A brand new company, Elysis, will be working on the method to prepare it for wider use. Fingers crossed it will ultimately reduce the environmental impact of smelting all over the world. Well done Alcoa, Rio Tinto and Apple for their world-changing cross-sector collaboration.
An advanced low-temperature surface hardening process for stainless steel
As stainless steel suppliers in the UK we also love to hear what’s going on in the steel industry, all around the globe. There’s some excellent news from that direction this month, too.
Stainless steel is invaluable when you want a corrosion-resistant metal. But it isn’t easy to find a metal that does that as well as having a really good surface hardness, great wear resistance, and high fatigue strength.

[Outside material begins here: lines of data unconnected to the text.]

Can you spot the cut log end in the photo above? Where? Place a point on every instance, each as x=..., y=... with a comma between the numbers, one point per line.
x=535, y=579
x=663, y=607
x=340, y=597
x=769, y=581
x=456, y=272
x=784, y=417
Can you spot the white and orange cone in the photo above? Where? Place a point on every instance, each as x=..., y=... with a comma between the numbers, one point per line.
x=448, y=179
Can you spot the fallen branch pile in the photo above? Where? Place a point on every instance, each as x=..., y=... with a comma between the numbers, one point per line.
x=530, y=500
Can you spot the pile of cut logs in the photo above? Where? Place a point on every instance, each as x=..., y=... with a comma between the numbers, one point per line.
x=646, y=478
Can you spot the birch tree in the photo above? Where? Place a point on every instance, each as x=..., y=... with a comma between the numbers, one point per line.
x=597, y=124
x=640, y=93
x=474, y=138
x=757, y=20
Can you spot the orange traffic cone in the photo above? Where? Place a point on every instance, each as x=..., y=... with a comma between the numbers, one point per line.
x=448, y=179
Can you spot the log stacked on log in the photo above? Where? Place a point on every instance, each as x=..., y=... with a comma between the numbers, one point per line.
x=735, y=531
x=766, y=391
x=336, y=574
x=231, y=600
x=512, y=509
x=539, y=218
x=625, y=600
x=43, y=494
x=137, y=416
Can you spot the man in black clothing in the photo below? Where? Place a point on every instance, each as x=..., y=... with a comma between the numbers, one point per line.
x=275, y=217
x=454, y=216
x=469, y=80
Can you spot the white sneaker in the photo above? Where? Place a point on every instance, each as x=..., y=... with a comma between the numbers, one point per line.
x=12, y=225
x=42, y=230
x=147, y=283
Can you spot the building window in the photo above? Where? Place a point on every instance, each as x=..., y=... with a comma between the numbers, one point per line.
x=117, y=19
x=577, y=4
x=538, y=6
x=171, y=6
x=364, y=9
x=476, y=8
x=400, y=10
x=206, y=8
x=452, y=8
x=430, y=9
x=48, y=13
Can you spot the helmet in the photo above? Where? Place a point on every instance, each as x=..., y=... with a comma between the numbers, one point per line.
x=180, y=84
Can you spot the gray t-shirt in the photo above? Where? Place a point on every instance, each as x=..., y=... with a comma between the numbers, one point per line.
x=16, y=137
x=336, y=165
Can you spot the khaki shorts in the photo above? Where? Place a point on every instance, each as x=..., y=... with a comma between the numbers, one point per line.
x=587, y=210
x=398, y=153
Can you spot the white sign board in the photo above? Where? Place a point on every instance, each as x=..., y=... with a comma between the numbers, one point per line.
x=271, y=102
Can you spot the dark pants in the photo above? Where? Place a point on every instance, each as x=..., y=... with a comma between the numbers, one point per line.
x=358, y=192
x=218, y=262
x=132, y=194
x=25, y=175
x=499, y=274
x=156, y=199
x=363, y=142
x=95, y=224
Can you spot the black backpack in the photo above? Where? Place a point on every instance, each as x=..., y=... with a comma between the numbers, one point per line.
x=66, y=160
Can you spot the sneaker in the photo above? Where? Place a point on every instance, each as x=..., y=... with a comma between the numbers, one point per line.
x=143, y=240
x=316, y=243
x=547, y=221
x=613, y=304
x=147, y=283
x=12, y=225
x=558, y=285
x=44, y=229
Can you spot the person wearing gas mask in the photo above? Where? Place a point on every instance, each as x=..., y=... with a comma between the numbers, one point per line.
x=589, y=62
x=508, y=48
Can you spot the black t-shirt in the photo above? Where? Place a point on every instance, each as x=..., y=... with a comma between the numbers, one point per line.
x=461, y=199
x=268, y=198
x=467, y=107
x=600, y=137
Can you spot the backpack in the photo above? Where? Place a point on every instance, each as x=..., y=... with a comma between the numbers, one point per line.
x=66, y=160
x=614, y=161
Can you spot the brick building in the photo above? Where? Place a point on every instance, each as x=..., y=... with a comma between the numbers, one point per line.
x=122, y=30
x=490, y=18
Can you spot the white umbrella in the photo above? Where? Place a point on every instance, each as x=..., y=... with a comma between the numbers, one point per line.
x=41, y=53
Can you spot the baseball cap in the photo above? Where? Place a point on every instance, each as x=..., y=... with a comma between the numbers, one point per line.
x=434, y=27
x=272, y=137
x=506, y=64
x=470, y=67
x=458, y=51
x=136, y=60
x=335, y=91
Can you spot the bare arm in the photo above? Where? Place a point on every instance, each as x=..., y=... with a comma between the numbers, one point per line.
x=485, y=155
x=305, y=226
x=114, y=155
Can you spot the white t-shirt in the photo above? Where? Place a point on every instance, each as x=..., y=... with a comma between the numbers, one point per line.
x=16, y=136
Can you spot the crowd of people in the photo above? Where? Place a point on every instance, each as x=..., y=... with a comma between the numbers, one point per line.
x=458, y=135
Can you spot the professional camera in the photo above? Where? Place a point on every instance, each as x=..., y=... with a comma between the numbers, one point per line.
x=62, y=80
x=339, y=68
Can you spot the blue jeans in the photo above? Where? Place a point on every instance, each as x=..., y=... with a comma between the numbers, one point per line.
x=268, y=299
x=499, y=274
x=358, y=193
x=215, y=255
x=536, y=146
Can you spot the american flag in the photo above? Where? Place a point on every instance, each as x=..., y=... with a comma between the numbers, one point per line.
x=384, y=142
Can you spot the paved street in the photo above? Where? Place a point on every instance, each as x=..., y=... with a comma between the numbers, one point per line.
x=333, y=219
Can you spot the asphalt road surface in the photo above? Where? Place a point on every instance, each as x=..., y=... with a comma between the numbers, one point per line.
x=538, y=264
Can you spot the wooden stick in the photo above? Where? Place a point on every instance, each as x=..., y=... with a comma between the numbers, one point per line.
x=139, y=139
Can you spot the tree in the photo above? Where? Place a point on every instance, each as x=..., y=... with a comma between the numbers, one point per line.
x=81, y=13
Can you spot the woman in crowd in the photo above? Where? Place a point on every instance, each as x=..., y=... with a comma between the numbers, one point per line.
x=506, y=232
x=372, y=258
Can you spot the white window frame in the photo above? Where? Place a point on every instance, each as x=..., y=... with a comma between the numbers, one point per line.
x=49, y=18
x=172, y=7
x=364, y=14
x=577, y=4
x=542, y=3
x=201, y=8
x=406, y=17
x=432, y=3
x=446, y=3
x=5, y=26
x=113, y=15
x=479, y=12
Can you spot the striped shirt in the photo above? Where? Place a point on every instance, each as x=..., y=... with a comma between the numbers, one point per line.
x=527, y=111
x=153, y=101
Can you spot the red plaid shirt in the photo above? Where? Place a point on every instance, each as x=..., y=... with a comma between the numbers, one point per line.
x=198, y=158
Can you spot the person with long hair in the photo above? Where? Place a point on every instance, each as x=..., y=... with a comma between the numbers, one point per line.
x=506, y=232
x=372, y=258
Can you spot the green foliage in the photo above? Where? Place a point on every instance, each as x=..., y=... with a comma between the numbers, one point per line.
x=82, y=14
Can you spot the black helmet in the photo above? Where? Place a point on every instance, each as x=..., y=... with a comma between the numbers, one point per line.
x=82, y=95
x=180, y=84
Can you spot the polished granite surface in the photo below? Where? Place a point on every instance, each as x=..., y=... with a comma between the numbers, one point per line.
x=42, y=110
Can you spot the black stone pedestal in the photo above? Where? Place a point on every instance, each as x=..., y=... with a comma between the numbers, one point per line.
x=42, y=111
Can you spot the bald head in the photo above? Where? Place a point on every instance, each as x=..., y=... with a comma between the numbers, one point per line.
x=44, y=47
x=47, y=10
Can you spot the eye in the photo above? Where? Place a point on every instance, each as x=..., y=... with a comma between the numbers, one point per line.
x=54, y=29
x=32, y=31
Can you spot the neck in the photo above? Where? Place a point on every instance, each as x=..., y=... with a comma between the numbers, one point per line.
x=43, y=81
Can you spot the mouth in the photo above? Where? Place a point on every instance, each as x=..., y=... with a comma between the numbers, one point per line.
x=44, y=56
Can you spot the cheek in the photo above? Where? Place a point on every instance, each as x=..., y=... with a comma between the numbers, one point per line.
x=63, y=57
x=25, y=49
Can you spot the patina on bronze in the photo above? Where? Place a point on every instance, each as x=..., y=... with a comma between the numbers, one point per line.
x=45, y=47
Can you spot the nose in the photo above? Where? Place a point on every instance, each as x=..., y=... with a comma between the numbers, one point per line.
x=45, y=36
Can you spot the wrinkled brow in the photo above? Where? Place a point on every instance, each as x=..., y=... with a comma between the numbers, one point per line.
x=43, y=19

The thing is, most high temperature heat treatments can’t be used with stainless steels. Nitriding and nitrocarburising, for example, ruin the metal’s anti-corrosion properties. So is there a way to bring about effective lower-temperature surface hardening for stainless steel? The answer is yes.
An exciting EU-funded project called PLASSTEEL has invented an advanced process to harden the surface of stainless steel at low-temperatures. It works with all ferritic, martensitic, austenitic and duplex grades and the resulting anti-wear, anti-fatigue and anti-corrosion properties are so good they’re being called ‘unparalleled’.
It’s all thanks to IONITECH LTD, which has developed a plasma nitriding/nitrocarburising furnace that delivers really good temperature uniformity across the entire working area and also completely negates the notorious ‘hollow-cathode’ effect you get from traditional methods.
The plasma technology used works fine at temperatures below 500°C and enriches the surface of the metal with nitrogen and carbon. This protective later can be made as deep as necessary for the project in question. While most surface-hardening methods damage the corrosion resistance of stainless steel, the new process circumvents the problem as well as providing precise control over the steel’s ultimate properties. Experiments have increased the surface hardness of stainless steel parts by 400%, and have also improved the metal’s adhesive and abrasive wear as well as its tribological properties, its response to friction, lubrication and wear. And that’s another revolutionary step for our sector.
Is this the world’s most expensive bar?
As brass sheet suppliers we find it fascinating to see what people do with the brass sheets we sell. If you ever found yourself wondering what people make with it, ‘create incredibly expensive architectural art’ is now one of the answers. Do you have a spare USD$800,000 to USD$1,200,000? Then go grab yourself what is surely one of the most expensive bars on earth for your home.
On 24th May Sothebys New York is showcasing a piece of work by François-Xavier Lalanne called ‘Sauterelle’, ‘grasshopper’ in French. It’s one of a pair of grasshopper-shaped bars made by the artist in 1970, a couple of enormous porcelain, polished brass and steel beasts that beautifully showcase the influence of Surrealism, Art Nouveau and Modernism.
There are clever brass compartments inside the insect’s head and body, where you store your booze, and the wings tilt elegantly to create the bar’s counters. On the left wing, you’ll find the signature of the artist.
The second grasshopper bar belongs to Queen Elizabeth, a gift from the French President Georges Pompidou during her State visit to France in 1972. If you buy it, you owe us a pint for bringing it to your attention!